Regardless, I first learned about beurre fondue 10 years ago when Tom Colicchio’s first book, Think Like a Chef, came out.  This is one of my all-time favorite cooking books, as so much of it focuses on technique, flavor profiles, and other culinary basics.  Beurre fondue is just butter that has been emulsified into boiling water.  The technique is simple: Get about half to 3/4 of an inch of water boiling in a small saucepan. Whisk in unsalted butter about a tablespoon at a time. Continue adding the butter until you’ve added anywhere from 12 to 16 tablespoons. If droplets begin to form, add a bit more water, as that’s a sign you’ve evaporated too much water.

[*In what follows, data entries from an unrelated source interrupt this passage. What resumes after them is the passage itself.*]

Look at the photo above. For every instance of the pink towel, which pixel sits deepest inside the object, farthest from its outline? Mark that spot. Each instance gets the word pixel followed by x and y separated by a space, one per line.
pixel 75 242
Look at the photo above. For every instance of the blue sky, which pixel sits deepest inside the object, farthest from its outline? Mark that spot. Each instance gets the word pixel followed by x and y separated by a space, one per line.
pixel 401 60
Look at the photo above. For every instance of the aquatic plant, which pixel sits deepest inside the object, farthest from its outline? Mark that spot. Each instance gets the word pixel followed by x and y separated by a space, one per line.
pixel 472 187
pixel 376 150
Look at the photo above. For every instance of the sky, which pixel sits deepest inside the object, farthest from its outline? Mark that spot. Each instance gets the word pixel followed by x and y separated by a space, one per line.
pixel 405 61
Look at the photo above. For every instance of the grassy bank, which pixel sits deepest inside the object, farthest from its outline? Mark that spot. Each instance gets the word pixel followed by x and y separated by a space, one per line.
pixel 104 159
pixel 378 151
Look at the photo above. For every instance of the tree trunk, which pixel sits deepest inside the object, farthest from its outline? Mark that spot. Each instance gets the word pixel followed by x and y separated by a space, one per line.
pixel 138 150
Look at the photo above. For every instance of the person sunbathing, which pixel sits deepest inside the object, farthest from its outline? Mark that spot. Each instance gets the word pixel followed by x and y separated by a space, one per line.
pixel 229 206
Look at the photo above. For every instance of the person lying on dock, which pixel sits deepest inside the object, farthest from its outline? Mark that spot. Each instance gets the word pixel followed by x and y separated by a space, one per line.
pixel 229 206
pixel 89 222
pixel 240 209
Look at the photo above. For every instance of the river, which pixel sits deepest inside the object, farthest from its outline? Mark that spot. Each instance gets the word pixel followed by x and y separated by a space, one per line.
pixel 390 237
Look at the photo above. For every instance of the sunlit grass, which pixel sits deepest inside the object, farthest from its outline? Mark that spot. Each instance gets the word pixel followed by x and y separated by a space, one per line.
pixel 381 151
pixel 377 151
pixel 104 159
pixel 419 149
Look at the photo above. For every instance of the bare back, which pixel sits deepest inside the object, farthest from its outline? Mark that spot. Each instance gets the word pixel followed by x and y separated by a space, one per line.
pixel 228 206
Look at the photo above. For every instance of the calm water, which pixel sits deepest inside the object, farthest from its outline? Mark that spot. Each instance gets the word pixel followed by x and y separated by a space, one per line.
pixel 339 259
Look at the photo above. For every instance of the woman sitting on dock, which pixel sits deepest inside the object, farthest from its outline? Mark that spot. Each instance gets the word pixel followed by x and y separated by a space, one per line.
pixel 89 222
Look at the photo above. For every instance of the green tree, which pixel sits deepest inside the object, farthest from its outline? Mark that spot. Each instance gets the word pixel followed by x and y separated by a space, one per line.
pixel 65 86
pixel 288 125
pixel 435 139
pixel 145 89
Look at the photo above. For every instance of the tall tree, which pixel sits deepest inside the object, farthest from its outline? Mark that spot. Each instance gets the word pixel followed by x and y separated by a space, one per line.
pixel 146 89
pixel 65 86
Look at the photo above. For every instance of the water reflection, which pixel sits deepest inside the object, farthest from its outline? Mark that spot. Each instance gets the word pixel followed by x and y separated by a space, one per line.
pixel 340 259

Now, take some asparagus, peas, fish, mushrooms, whatever and poach it at a very gentle simmer in this ultra-rich sauce (transfer it to a wider skillet). You’ll end up with the most delicious, decadent (but seemingly light) dish you can imagine.

Some folks par-cook their food first and finish it in the beurre fondue, but I love to cook it from beginning to end.   I particularly like to cook morels in this sauce, as the final flavor is heavenly.  I recently made a dish of mahi-mahi with morels, shallots and local asparagus, with all the vegetables cooked in the beurre fondue.  I served the dish in shallow bowls, making sure there was plenty of the butter sauce to go around.  It was spring on a plate and one of the best tasting things I’ve ever made.